The Production and Reception of The Lone Ranger


The Lone Ranger is a live-action Western-style film directed by Gore Verbinski and released by Walt Disney Pictures in 2013. This action movie is based on a radio show of the same name that was first broadcasted in 1933 on WXYZ. It stars Johnny Depp as Tonto, a Native American who accompanies the Lone Ranger, played by Armie Hammer, while bringing justice during the American Old West period. Although the titular character is one of the most popular characters in American pop culture, The Lone Ranger film adaptation was unable to capitalize on the character’s popularity and failed at the box office, making it one of Disney’s biggest movie flops. There were many reasons as to why the film became a box office failure, and to know more about them, here is the brief production history and reception of The Lone Ranger.


Before Disney announced their plans to produce a Lone Ranger film, it was Columbia Pictures that first wanted to create the film adaptation with the participation of Classic Media, who owned the rights to the character during that time in March 2002. Columbia Pictures wanted the tone of the film to be similar to The Mask of Zorro, a 1998 film starring Antonio Banderas, and they also requested to the hired writers, David and Janet Peoples, that Tonto should be re-written as a female love interest. After the script was written, Jonathan Mostow, known for directing Terminator 3: Rise of the Machines, was hired to be the director for the adaptation. However, Columbia declared a turnaround in 2005, which prevented them from investing further in the project.

Jerry Bruckheimer then purchased the film rights of Lone Ranger around 2007 in order for Walt Disney Pictures to produce a movie adaptation of the radio show. Writers Terry Rossio and Ted Elliott, who previously worked on the Pirates of the Caribbean film series, were then hired by Disney to be the screenwriters for the film. In 2008, Disney announced that Johnny Depp would play the role of Tonto in the Lone Ranger and that the script written by Elliott and Rossio, which features supernatural story elements, was re-written by Justin Haythe to retain the original’s Western theme.

Disney would take two years before they can decide who will direct the film, as they wanted Depp to finish filming the fourth Pirates of the Caribbean film and Mike Newell, the proposed director for the Lone Ranger, to finish the production for Prince of Persia: The Sands of Time. When Newell’s film bombed at the box office in 2010, Disney did not hire Newell to direct the film anymore; instead, they hired Gore Verbinski, who also served as the director for the previous Pirates of the Caribbean films.
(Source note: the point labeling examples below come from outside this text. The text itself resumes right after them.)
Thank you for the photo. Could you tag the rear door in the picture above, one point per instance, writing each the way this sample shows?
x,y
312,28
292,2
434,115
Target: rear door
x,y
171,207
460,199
Unfortunately, Disney announced on August 12, 2011, that The Lone Ranger film would be delayed because of budget concerns that were brought up by Bob Iger, the CEO of the company. The main concern about the film’s budgets is that the money to be put on it may exceed the initial plan, so in order to minimize the movie’s budget, Verbinski, Depp, Hammer, and Bruckheimer opted to defer 20% of their salary. Two months later, Disney announced that the filming for the movie would continue in 2012 after sorting out the budget concerns.

During the filming process of The Lone Ranger, the production team was met with different problems, and these complications include weather issues, an outbreak of chickenpox in one location, several wildfires, and the death of a crew member named Michael Andrew Bridger, who died after an accident inside a large water tank. Despite these setbacks, the production team was able to finish production at the end of 2012.

The Lone Ranger and Tonto in the original TV series


When The Lone Ranger was released in North American theatres on July 3, 2013, it was reported that it only grossed $9.67 million. In its opening weekend, it grossed $29.3 million in a span of three days. Because of the low box office sales during its first week, The Lone Ranger is speculated to be a box office flop for Disney. Overall, the movie was able to gross $260.5 million, which was low, considering that its budget was estimated to be around $250 million.

The poor box office sales of The Lone Ranger is said to have been brought by the negative reviews by film critics, who states that the two main actors in the movie were a bad miscast and that the story was too convoluted for viewers to understand. In addition, the bland script was also criticized, which led to the bland acting of both Hammer and Depp. When the negative reviews were upload and published on several news websites and magazines, the number of audiences for The Lone Ranger started diminishing, and it led to empty theatres in some parts of the world.

Depp, Hammer, and the production team behind The Lone Ranger openly criticized the critics, stating that the writers of the reviews anticipated the film to bomb because of its budget and not because of the story, thus leading to them already having a negative opinion on the movie even before watching it. A few years after the poor release of The Lone Ranger, many movie enthusiasts regarded the movie as an “underrated gem” and a “soon-to-be cult classic” based on its colorful cast of characters and wacky story. Because of the newfound appreciation for the movie, some people in the movie industry believed that the movie was given negative reviews unjustifiably when it was released.